[lbo-talk] Wish I Was In Dixie

bitch at pulpculture.org bitch at pulpculture.org
Mon Nov 19 04:38:48 PST 2007


hmm. I didn't know this about Ventura's essay -- which I was assigned by my tutor, in a history class on American Culture, apparently Ventura's book was all the rage in college campuses at that time and widely taught at Cornell where my tutor was doing his grad work in history dept. (I went to weird school where we had tutors and mentors).

The front page of that site introduces the essay, apparently put up for the enlightenment of the members of BaptistBoard.com, has an intro to the essay in which we learn that the roots of what we glorify, jazz (and perhpas rock'n'roll) and villify (southern evangelist theatrics and Baptist pentacostalism) arise from a common thread: voodoo, which melds a variety of African traditions with Irish pagan religion: <quote> This is a concise, authoritative essay on the history of Rock'n'Roll and its effect on American culture. Required reading in many university music history courses, it first appeared in the L. A. Weekly, and is included in an anthology of Ventura's essays, Shadow Dancing in the USA (St. Martins Press, 1985).

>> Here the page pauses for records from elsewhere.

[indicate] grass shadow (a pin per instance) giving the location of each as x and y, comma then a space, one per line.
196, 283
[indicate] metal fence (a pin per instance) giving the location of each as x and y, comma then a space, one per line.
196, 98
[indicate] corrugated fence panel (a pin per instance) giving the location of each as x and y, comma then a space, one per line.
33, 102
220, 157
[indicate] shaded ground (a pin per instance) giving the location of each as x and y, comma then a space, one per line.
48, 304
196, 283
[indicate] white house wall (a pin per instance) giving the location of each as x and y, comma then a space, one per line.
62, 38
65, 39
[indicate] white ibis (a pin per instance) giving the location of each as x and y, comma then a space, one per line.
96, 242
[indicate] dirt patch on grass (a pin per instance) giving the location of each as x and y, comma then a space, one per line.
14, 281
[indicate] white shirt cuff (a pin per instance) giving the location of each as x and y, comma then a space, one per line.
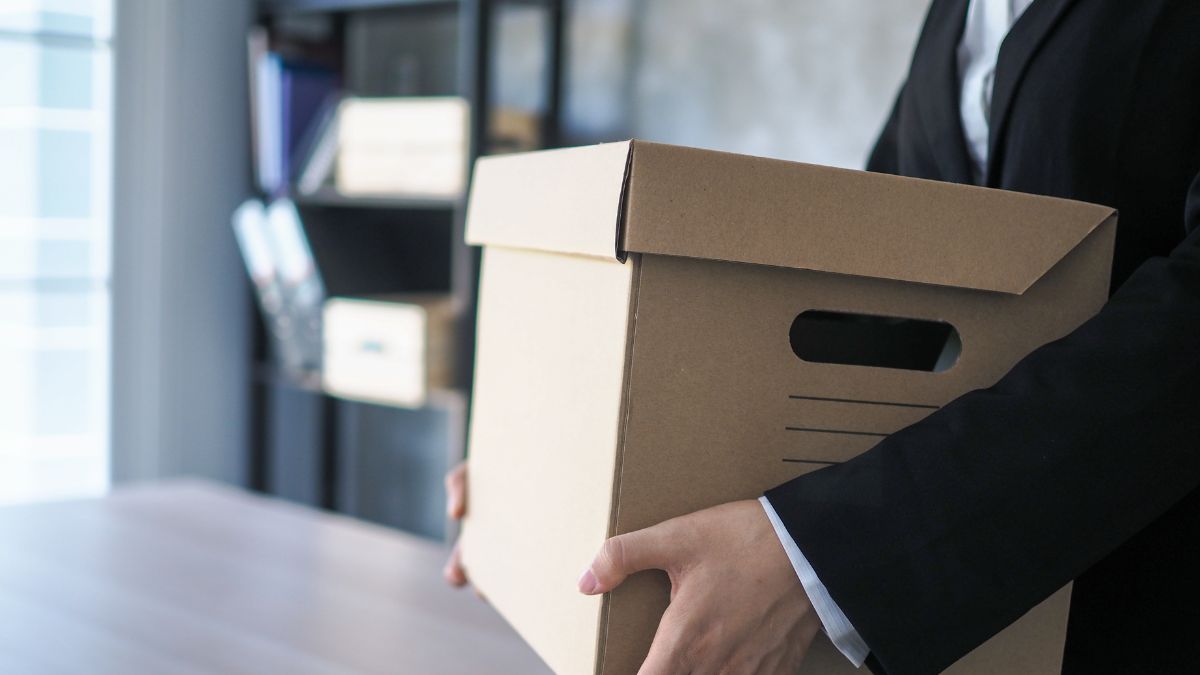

Ventura asserts that rock music in all its forms is incompatible with Christian doctrine, and that it was a necessary development to heal the "mind-body split," a wound inflicted upon American culture by the narrow, puritanical teachings of Protestant Christianity.

It reappeared in two parts in the Spring and Summer issues of Whole Earth Review (1987) with the following preface: With unexpected, compelling evidence, Michael Ventura asserts that rock music, TV evangelism theatrics, Baptist pentecostalism, jazz, and much else of our pop culture has its parenthood in voodoo.